Bersama Hujan


 

Hujan turun, dan perlahan membasahi dedaunan. Seketika mengaburkan pandangan. Menitipkan wangi tanah pada bayu yang berhembus,  perlahan menyapaku, menelusup hingga relung hati. Membasuh luka-luka yang tertinggal akibat kenangan. Mengabarkan berita bahagia tentang harapan samar menenangkan.

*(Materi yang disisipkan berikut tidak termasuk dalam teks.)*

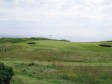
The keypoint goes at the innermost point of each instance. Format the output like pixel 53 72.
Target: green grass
pixel 57 62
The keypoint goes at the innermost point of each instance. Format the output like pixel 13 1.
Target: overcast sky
pixel 78 20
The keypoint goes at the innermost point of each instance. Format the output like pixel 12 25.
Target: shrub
pixel 32 43
pixel 105 45
pixel 6 74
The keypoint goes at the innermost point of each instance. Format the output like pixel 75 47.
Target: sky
pixel 75 20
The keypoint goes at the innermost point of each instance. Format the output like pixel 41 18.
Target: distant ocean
pixel 70 38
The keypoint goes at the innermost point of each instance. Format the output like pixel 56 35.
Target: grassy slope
pixel 58 62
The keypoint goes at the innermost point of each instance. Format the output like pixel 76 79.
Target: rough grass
pixel 58 62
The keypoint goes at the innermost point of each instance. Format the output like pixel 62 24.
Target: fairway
pixel 47 61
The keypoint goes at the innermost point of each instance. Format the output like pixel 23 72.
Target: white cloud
pixel 90 9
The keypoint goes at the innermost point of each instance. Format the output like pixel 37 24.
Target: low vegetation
pixel 6 74
pixel 58 62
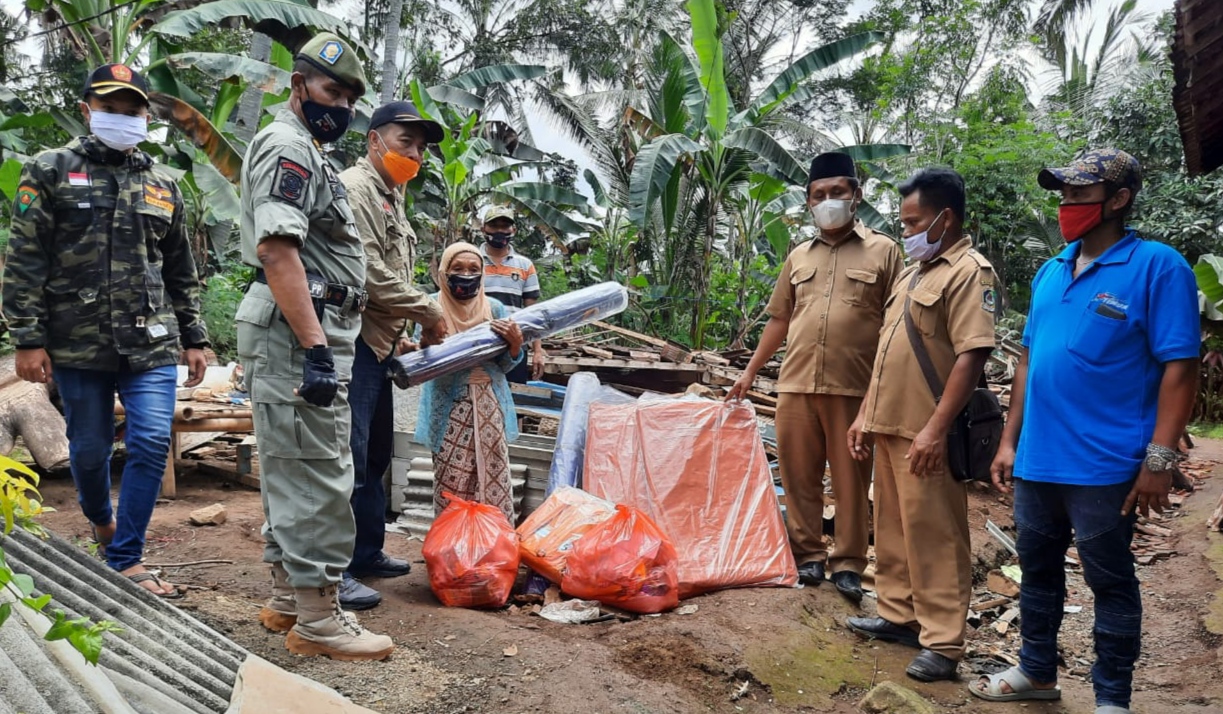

Kunikmati hujan turun sore hari sendirian. Bersama serpihan-serpihan masa lalu di sela jemari.  Sesekali bayu menyampaikan pesan, menghantarkan aromamu yang serupa embun pagi hari, membangkitkan indera yang lelap dalam senyap. Kehadiran imajinermu, menggoyahkan keseimbangan. Memecah keheningan dalam ritual sakral bercengkrama dengan hujan.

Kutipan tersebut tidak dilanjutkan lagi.